L’Argentine a de son côté procédé à l’adjudication de 860 millions de pesos d’obligations à trois mois à un taux record depuis novembre 2002 de 25,89%, et supérieur de 600 pb au rendement concédé une semaine plus tôt. Lundi, c’est la banque centrale indienne qui a surpris en relevant ses taux directeurs de 25 pb pour les porter à 8%. Certains anticipent un resserrement de la banque du Mexique à sa réunion de demain.
Pourtant, la hausse des taux turcs à court terme de 425 à 550 pb n’a eu qu’un effet transitoire sur la livre, revenue hier à ses niveaux d’avant resserrement contre dollar. Elle accuse ainsi toujours une baisse de 6% depuis le début de l’année. «Les investisseurs craignent que les banques centrales émergentes aient tiré leurs dernières cartouches et soient incapables de poursuivre leur politique de resserrement monétaire ou que leurs économies ne puissent pas supporter ces hausses de taux», explique Citigroup.

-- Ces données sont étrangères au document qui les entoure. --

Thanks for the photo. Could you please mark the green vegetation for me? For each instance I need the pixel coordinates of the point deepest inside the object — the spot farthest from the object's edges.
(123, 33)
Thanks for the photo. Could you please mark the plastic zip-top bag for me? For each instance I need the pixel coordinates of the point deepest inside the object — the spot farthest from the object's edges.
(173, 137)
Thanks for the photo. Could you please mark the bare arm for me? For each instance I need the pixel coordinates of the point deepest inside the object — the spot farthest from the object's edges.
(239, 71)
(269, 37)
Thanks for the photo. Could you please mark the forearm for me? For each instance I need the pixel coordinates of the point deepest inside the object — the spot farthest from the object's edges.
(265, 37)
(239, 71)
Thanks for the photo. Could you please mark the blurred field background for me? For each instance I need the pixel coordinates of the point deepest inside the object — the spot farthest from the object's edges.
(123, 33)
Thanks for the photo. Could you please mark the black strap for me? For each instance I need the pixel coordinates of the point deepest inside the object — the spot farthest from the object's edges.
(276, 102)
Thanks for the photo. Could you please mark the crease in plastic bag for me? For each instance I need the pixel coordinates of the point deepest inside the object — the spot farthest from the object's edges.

La Turquie et l’Afrique du sud sont les pays les plus exposés avec un niveau de réserves de changes négatif en retirant la dette à court terme et le déficit courant, de 15 et 9 milliards de dollars respectivement, selon la société de gestion GaveKal. L’Inde et l’Indonésie affichent un filet de sécurité nul, alors que celui du Brésil et du Mexique est limité à 5 milliards. Malgré une légère hausse hier, le rand sud-africain affiche une dépréciation contre le billet vert de 7% depuis le début de l’année, le peso argentin de 23%, le real brésilien de 3,5%, et le rouble de 7%.
Si la roupie indienne reste stable depuis septembre, les dollars australien et canadien ont été affectés par les inquiétudes concernant l’économie chinoise, avec une chute de respectivement 11% et 8%. «La contagion aux devises les moins liquides et les plus volatiles des pays développés est directe», constate Citigroup. Le won coréen s’est par contrecoup apprécié de 8% depuis le début de l’année, et le dollar néo-zélandais de 2%, et de 7% depuis septembre.